New England limped home wondering how it could overcome the loss of Milloy and the humiliating defeat that ensued.
"We have a lot of prideful guys on this team and it was embarrassing that first week to go out there and slap whatever we slapped out on the field," said cornerback Ty Law, who is a close friend of Milloy and took the release harder than any Patriot. "It was just embarrassing. So I think each individual contributed, looked within and decided we had to do something about it. I think we all took it personally."
The Patriots, behind veteran leaders like Harrison and Pro Bowlers Richard Seymour and Law, won 13 of their next 14 while overcoming a slew of injuries that forced 42 different players into the starting lineup.
Instead of running from adversity, the Patriots learned how to cope with it. They have won 11 straight games by a slim 7.7-point margin that included a pair of overtime wins and four victories in which they failed to score 20 points. They did it behind a defense that took Week 1 to heart.
"We trust each other more now," Harrison said in reference to chemistry that didn't exist back on Sept. 7. "We're a lot more together, a lot more focused and we're just out there having fun. We believe in one another and regardless of the situation, we believe we can win."
The Buffalo debacle may have helped speed that team-building process.
"It was a very emotional week with all the things that transpired," guard Damien Woody admitted while reflecting on the early season events. "There were ties being severed. It all played a factor and it was a low point, but we did a good job rebounding and now we're in good position.

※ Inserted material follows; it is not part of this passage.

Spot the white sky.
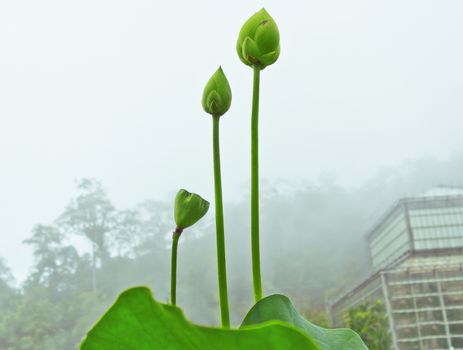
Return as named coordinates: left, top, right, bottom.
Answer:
left=1, top=0, right=462, bottom=281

"The good thing was that it happened at the beginning of the season and guys were like, 'Hey, we have a lot of football left and we put in too much work this offseason to let anything destroy our season this early. Let's just rally the troops and go to work.'"
That's all they really did. They just grinded out win after win in every imaginable fashion while the team that grounded them at the start was heading in the opposite direction. So the season has come full circle for both teams, and the Patriots feel as though it's time to even the score.
"We've been hearing the whole situation about the Buffalo Bills all season," Harrison said. "Even when we won seven or eight in a row, people were still talking about how that game affected us and how the whole Lawyer Milloy deal went down. We're always constantly reminded of it. It's been sticking with us, but now we have the opportunity to take it head on."
"When you get beat, 31-0, of course you're embarrassed," former Bills running back Antowain Smith said. "You just want to go out the next time you play them and play well. They'll see a different team. We know Lawyer and Drew (Bledsoe) are coming back and there will be a media frenzy, but we just have to stay grounded."
"We're not going to get blown out 31-0," Harrison emphasized. "I can't guarantee anything, but we're going to play hard and be ready."
Belichick, whose release of Milloy was the catalyst for all this week's media hype, downplayed the week's rematch in his usual understated fashion.
"Hopefully," he said, "we can play a little more competitively than we did the last time we faced them and at least make it a game."